“A former police detective juggles wrestling with his personal demons and becoming obsessed with a hauntingly beautiful woman.”

Director: Alfred Hitchcock
Writers: Alec Coppel, Samuel A. Taylor, Peirre Boileau, Thomas Narcejac, Maxwell Anderson
Staring: James Stewart, Kim Novak, Barbara Bel Geddes, Tom Helmore
Streaming: Amazon Prime
Release Date: May 22, 1958

Vertigo is the story of a retired San Francisco detective John Ferguson (James Stewart) and his entanglements while trying to help out his friend, Galvin Elster (Tom Helmore). Galvin hires Ferguson, known as Scottie to friends, to follow his wife, Madeleine Elster (Kim Novak). Galvin thinks that Madeleine is possessed by someone not herself and therefore his wife is a danger to herself without knowing it. Thus the web is laid out, and Scottie is the one who gets caught in something he can’t quite figure out. Vertigo weaves through drama and romance that, maybe unknowingly, places the audience in uncomfortable shoes.

In terms of the Alfred Hitchcock pantheon of films, many consider Vertigo one of his best. This starts a stretch where Hitchcock made Vertigo, followed by North By Northwest (1959), Psycho (1960) and The Birds (1963). Vertigo was ranked 61st on AFI’s Top 100 films list (granted I know this is outdated), and it is ranked #92 all-time on Rotten Tomatoes.

I am here to say that that I respectfully disagree with all the acclaim. While Vertigo is by no means a bad movie, it is not up to par with other HItchcock classics.

  • Dial M For Murder (1954): B+
  • Rear Window (1954): A-
  • Vertigo (1956): B-
  • North By Northwest (1959): B+
  • Psycho (1960): A
  • The Birds (1963): C

I have by no means seen every single movie Hitchcock movie has made, but of the one’s I have had the pleasure of viewing, Vertigo is the most disappointing of the bunch.

Visually, Vertigo is great. Can’t hate on it for that. The trombone shot, the one most infamous for creating the Veritgo effect, is a really excellent visual. The drives that Scottie and Madeleine take in the outskirts of San Francisco are beautiful. A truly remarkable shot is when Madeleine is on the roof of the chapel and Scottie stumbles out of the church after not being able to climb the stairs. A remarkable usage of scale.

The part of Vertigo that fell short of the mark is the story itself, and in particular the final act of the movie. There is a plot twist that Madeleine Elster, or the one Scottie thought he was tailing, was actually Judy Barton. Barton is a near dead look alike to Madeleine, and her similar physique caught the edge of Gavin Elster for one simple reason; it gave him a way to kill his actual wife.

The twist may have been revolutionary for 1958, but is a bit plain to see in today’s time time. When Elster is incredibly forgiving to Scottie in a court sequence, the sense of uneasiness allows the audience to make assumptions that not everything is as it seems.
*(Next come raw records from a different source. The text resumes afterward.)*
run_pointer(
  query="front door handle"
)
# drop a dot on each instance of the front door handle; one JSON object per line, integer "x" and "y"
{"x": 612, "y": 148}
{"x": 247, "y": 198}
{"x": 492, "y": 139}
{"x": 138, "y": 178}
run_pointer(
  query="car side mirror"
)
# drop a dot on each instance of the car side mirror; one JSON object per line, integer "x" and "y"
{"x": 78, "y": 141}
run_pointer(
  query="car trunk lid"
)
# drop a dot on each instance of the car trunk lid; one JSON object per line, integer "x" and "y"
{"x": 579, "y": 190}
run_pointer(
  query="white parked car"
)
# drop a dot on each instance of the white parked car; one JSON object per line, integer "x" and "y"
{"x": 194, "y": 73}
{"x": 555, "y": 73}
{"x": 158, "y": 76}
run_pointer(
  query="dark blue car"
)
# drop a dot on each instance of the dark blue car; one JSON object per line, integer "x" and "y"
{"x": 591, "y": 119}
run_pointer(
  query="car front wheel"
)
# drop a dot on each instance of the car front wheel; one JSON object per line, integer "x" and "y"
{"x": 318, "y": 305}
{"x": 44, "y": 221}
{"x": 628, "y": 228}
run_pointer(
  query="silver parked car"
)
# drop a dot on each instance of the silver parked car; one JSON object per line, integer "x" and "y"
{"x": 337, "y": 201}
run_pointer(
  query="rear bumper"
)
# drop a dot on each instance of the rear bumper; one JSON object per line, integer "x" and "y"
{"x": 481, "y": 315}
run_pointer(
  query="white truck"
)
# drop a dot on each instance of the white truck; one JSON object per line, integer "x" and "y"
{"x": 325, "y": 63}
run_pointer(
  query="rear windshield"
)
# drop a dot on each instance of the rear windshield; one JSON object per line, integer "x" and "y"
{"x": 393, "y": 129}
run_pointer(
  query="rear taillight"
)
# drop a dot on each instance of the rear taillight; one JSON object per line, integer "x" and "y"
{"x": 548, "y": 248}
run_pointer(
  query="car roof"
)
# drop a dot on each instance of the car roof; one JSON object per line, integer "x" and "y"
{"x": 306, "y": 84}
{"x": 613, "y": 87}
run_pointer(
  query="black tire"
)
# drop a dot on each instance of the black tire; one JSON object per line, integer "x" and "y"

The expansionary telling of the deception comes from Judy when Scottie follows her home and..barges into her apartment to ask her a bunch of questions and eventually onto a date? Yes, I know that Judy loved Scottie before the murder of Madeleine and disappearance from each other’s lives, but the whole third act is tainted by ickiness.

There is such an extreme pivot in the demeanor of Scottie come the last third, and the change is not becoming of the character. Scottie becomes obsessive in trying to recreate a long lost love. His dominance over Judy is unbecoming; there is no pity in it at all. Judy is dragged from place to place all with the end goal of being transformed into the women she pretended to be.

I may be looking at this through too much of a “woke” lens, but it was impossible to not watch Vertigo and cringe a little. It doesn’t help that James Stewart is well older than Kim Novak. There is 24 years of difference between them! Seems like I wasn’t the only one to think that!

According to IMDB:

Sir Alfred Hitchcock was embittered at the critical and commercial failure of this movie in 1958. He blamed this on James Stewart for “looking too old” to attract audiences any more. Hitchcock never worked with Stewart, previously one of his favorite collaborators, again.

Vertigo was the last time James Stewart worked with Hitchcock: Rope (1948), Rear Window, The Man Who Knew Too Much (1956).

Vertigo is well made but moderate acting and a weird final act makes it a step below other Hitchcock movies I have seen. There is no denying the skills and chances taken in the movie, and those have to be taken into account. It was engaging too a point, but by the end you aren’t rooting for anyone in particular. Maybe that is the point, but if so, its pin point didn’t strike me.